Meskipun pengobatan alami seperti jahe dapat membantu meredakan gejala vertigo, ada situasi di mana Anda harus segera mencari bantuan medis. Konsultasikan dengan dokter jika:

  • Gejala vertigo berlangsung lebih dari beberapa jam atau semakin memburuk.
  • Vertigo disertai dengan gejala neurologis seperti kesulitan berbicara, kelemahan pada satu sisi tubuh, atau perubahan penglihatan.
  • Anda mengalami kehilangan pendengaran atau telinga berdenging yang parah.
  • Vertigo menyebabkan Anda sering jatuh atau kehilangan keseimbangan.
  • Anda memiliki riwayat cedera kepala baru-baru ini.
  • Vertigo disertai dengan sakit kepala yang sangat parah.
  • Anda mengalami demam tinggi bersamaan dengan vertigo.
  • Gejala vertigo mengganggu aktivitas sehari-hari dan kualitas hidup Anda.
  • Pengobatan alami tidak memberikan perbaikan setelah beberapa hari.

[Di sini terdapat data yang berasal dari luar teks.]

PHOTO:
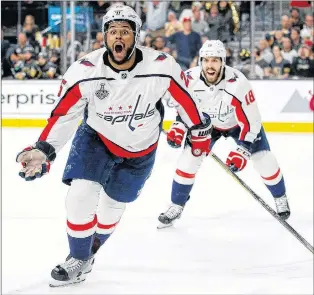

Dokter akan melakukan pemeriksaan menyeluruh untuk menentukan penyebab vertigo dan memberikan pengobatan yang sesuai. Diagnosis dini dan penanganan yang tepat dapat mencegah komplikasi dan meningkatkan prognosis.

FAQ Seputar Vertigo dan Pengobatannya

Q: Apakah vertigo berbahaya?

A: Vertigo sendiri biasanya tidak berbahaya, namun dapat meningkatkan risiko jatuh. Beberapa kasus vertigo mungkin menandakan kondisi yang lebih serius yang memerlukan penanganan medis.

Q: Berapa lama vertigo biasanya berlangsung?

A: Durasi vertigo bervariasi, bisa berlangsung beberapa detik hingga beberapa hari, tergantung penyebabnya.

Q: Apakah jahe efektif untuk semua jenis vertigo?

A: Jahe dapat membantu meredakan gejala berbagai jenis vertigo, namun efektivitasnya mungkin berbeda-beda tergantung penyebab dan individu.

Q: Bisakah vertigo sembuh sendiri?

A: Beberapa kasus vertigo dapat sembuh sendiri seiring waktu, terutama jika disebabkan oleh BPPV. Namun, penanganan medis sering diperlukan untuk pemulihan yang lebih cepat dan mencegah kekambuhan.

Q: Apakah ada efek samping mengonsumsi jahe untuk vertigo?

A: Jahe umumnya aman dikonsumsi, namun beberapa orang mungkin mengalami efek samping seperti heartburn atau iritasi lambung, terutama jika dikonsumsi dalam jumlah besar.